Antes de seu irmão menor Petey morrer, Jakie tinha de voltar para
casa e brincar com ele o tempo todo. Jakie ficava chateado porque
Petey era pequeno demais para ser companheiro de brincadeiras. Ele
tentava escapar às escondidas. Mas, no momento que atravessava a
cerca, Petey começava a gritar com toda a força de seus pulmões e
a sra. Shaler saía correndo da cozinha atrás de Jakie. Ela o pegava
e levava para o porão e castigava seu couro com uma coça infernal.
Era possível ouvir os berros de Jakie por toda a cidade. Batia nele
com uma vassoura especial.
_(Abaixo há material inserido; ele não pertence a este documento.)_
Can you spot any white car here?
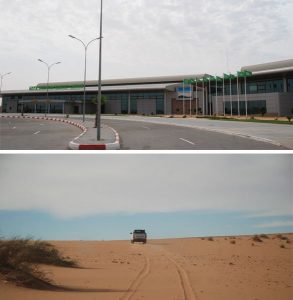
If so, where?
[130,229,147,244]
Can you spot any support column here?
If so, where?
[283,76,288,93]
[128,91,130,115]
[164,91,167,115]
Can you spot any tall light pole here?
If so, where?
[0,72,11,112]
[69,34,101,122]
[96,0,103,141]
[38,58,61,117]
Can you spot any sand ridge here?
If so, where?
[0,234,293,300]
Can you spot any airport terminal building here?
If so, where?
[1,59,293,116]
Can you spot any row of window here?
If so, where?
[3,92,164,102]
[225,100,267,115]
[212,79,282,95]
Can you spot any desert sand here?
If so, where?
[0,234,293,300]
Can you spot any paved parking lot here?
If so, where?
[0,118,81,150]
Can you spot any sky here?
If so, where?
[0,0,293,90]
[0,154,293,240]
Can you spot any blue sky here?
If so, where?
[0,154,293,240]
[0,0,293,89]
[0,211,293,240]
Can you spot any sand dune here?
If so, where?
[0,234,293,300]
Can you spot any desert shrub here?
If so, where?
[0,238,77,288]
[260,234,269,239]
[252,235,262,243]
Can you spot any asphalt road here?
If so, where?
[0,119,81,150]
[103,118,286,150]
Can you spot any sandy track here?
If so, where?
[0,235,293,300]
[120,255,150,300]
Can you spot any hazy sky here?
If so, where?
[0,0,293,89]
[0,154,293,238]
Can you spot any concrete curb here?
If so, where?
[0,115,120,150]
[103,119,285,147]
[0,115,87,135]
[68,126,120,150]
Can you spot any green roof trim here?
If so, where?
[29,84,84,91]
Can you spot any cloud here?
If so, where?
[254,221,293,229]
[0,154,293,218]
[0,0,293,89]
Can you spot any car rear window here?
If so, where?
[134,229,145,233]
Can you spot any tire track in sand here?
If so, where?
[165,255,198,300]
[119,255,150,300]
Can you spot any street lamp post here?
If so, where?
[69,34,101,122]
[38,58,61,117]
[0,72,11,112]
[96,0,103,141]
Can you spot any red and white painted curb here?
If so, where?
[0,115,120,150]
[69,126,120,150]
[1,115,87,135]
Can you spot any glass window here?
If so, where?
[287,78,293,92]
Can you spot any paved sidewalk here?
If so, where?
[0,113,120,150]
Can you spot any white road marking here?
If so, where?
[180,138,195,145]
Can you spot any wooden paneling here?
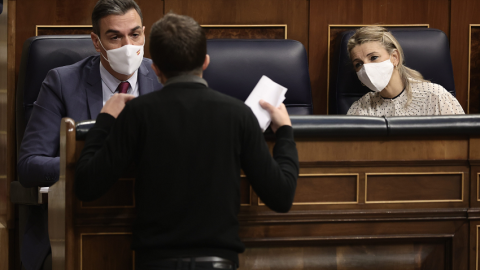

Surrava com toda a força de seus
músculos. Nós víamos as marcas azuladas na sua bunda e em suas
pernas. Ele as mostrava para nós.
Jakie
se sentia infeliz por ter uma mãe tão malvada. Ela era pior do que
malvada: era suja, mas Jakie não contava isso. E quando estava na
escola ele detestava sentar-se depois de ter sido surrado por ela.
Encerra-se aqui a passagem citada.